Barbecue is Butch Thompson’s worst fear right now.
Before the College World Series, the Auburn baseball coach was adamant that just being here was not enough. Not this time. Not after Auburn’s 2019 run ended with two consecutive losses in Omaha, Nebraska.
In what has turned out to be a pleasantly surprising and wholly satisfying season for Auburn fans, Thompson has always aimed high.
He didn’t want “two and a barbecue” again.
There’s no shame in the potential ending Auburn (42-21) faces Monday (1 pm CT, ESPN) against Stanford after a 5-1 loss to Ole Miss on Saturday, but the idea of history repeating itself casts the dark shadow.
And what a fitting opponent for the topic of history. It will be Auburn’s 15th College World Series game, and the fifth against Stanford. The Cardinal have won all four so far.
“We’ll be able to meet as a staff, get into the guys, present something before practice, have a practice,” Thompson said Saturday night. “Change your laundry out, get together, have another meal together and then start charting on who’s the starting pitcher; what are the relief pieces that we expect to see. And really get into a scouting report.”
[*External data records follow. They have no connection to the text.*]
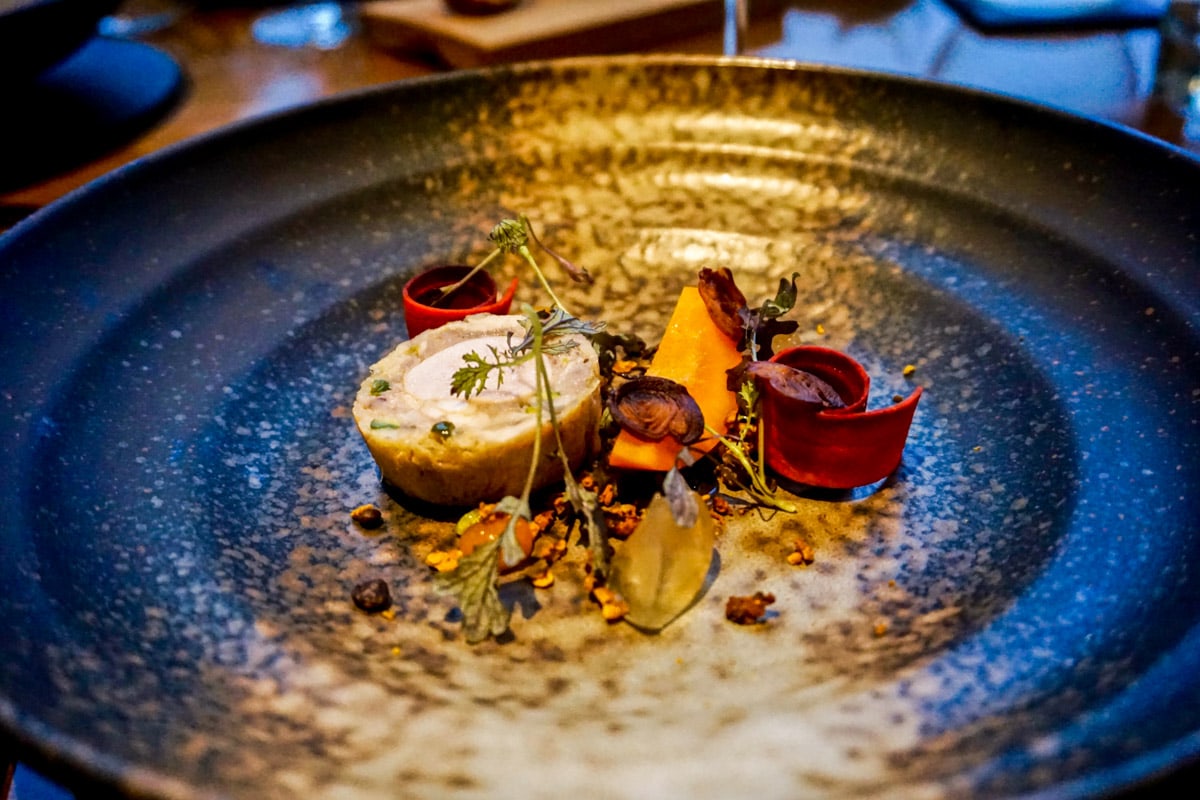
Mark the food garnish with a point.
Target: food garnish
(653, 408)
(694, 353)
(367, 516)
(831, 446)
(714, 390)
(750, 609)
(661, 567)
(372, 595)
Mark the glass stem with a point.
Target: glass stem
(737, 16)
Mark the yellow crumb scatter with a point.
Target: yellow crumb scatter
(444, 560)
(612, 606)
(802, 553)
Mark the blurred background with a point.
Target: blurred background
(90, 85)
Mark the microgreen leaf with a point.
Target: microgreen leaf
(784, 299)
(577, 274)
(473, 584)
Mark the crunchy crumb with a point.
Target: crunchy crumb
(802, 553)
(444, 560)
(721, 506)
(612, 606)
(372, 595)
(625, 366)
(748, 611)
(367, 516)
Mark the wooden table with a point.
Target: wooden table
(1107, 73)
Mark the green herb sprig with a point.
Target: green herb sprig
(475, 581)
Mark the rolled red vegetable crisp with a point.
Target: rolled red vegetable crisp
(833, 447)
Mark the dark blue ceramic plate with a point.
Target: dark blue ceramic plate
(1014, 612)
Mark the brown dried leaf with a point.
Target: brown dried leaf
(796, 384)
(653, 408)
(724, 300)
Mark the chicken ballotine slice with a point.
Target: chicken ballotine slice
(443, 449)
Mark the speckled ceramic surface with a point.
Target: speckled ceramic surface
(1015, 611)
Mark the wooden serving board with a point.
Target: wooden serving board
(540, 29)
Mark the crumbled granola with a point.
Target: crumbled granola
(748, 611)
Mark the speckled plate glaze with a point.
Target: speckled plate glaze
(1015, 612)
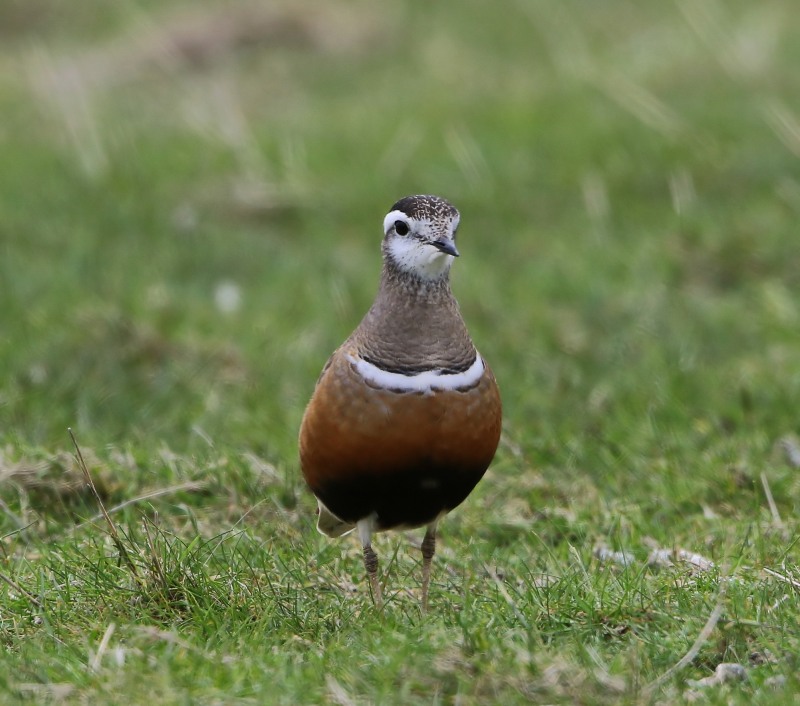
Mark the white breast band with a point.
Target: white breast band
(429, 381)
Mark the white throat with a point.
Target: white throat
(418, 258)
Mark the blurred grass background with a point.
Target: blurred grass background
(190, 207)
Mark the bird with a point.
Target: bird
(405, 416)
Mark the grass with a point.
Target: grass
(190, 204)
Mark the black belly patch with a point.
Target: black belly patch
(400, 499)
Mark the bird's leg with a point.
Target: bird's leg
(365, 529)
(428, 550)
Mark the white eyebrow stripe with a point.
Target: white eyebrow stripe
(428, 381)
(393, 216)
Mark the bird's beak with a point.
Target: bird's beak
(445, 245)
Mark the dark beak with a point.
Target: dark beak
(446, 246)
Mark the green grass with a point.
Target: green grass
(629, 184)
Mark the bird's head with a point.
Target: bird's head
(419, 236)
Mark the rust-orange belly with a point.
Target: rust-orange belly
(406, 456)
Thompson doesn’t know much about Stanford (47-17) yet. What he does know is that Stanford is intimidating because of its offense. The Cardinal lineup alone is worth all that attention and preparation, especially considering Auburn could have Trace Bright on the mound searching for new confidence after a first-inning exit in his last start.
But in order for history to not repeat itself, that is not what needs the most attention.
Auburn’s streaky lineup has descended into another valley, and Bright won’t matter if the bats don’t awaken.
GAME 1 TAKEAWAYS:Auburn baseball faces elimination, Stanford in College World Series after quieted by Ole Miss
AUBURN PITCHING COACH:Auburn baseball’s 1997 CWS memories: Tim Hudson’s bad haircut and his greatest college game
“That’s three games in a row where we just haven’t (hit),” Thompson said after the Ole Miss loss, pointing out that Auburn only had three hits in its decisive win against Oregon State.
In that three-game stretch, Auburn has 12 hits. One every two innings.
In that three game stretch, Auburn has drawn four walks.
In that three-game stretch, Auburn has had three leadoff batters reach base.
In that three-game stretch, Auburn is 6-for-25 when runners are on base.
“I do think it’s wide open. I think every team here had to climb some type of mountain and have success to get here. I also think it’s one of the best years that I can remember in college baseball,” Thompson said. “Logically, you feel like most every team out here has a chance, and it’s whoever kind of catches fire.”
Auburn caught fire during the regional in which it outscored opponents by 33 runs. Stellar opposing pitching and Omaha’s inward winds Saturday have contributed to the fire being extinguished.
Slumps happen. A few of the Tigers’ most important leaders have fallen into them at the wrong time. Senior Kason Howell is 0-for-14 in the last five games. Leadoff man Blake Rambusch, once a .356 hitter, is now 1-for-21 since the first game of the NCAA Tournament. In the No. 2 hole, Cole Foster is 4-for-21 since that game, and he left Saturday because of illness in the fifth inning. Those two guys set the tone for Sonny DiChiara.
“We’ve battled back a lot,” cleanup hitter Bobby Peirce said. “One loss isn’t going to kill us.”
“Today wasn’t really a true testimony to who we are,” senior Carson Skipper added. “Monday is going to be a different story.”
There’s reason to trust them. Auburn is 16-4 in games after a loss this season. There’s recent history that supports the Tigers’ case.
But finding that elusive win in Omaha requires fighting against three-year-old history.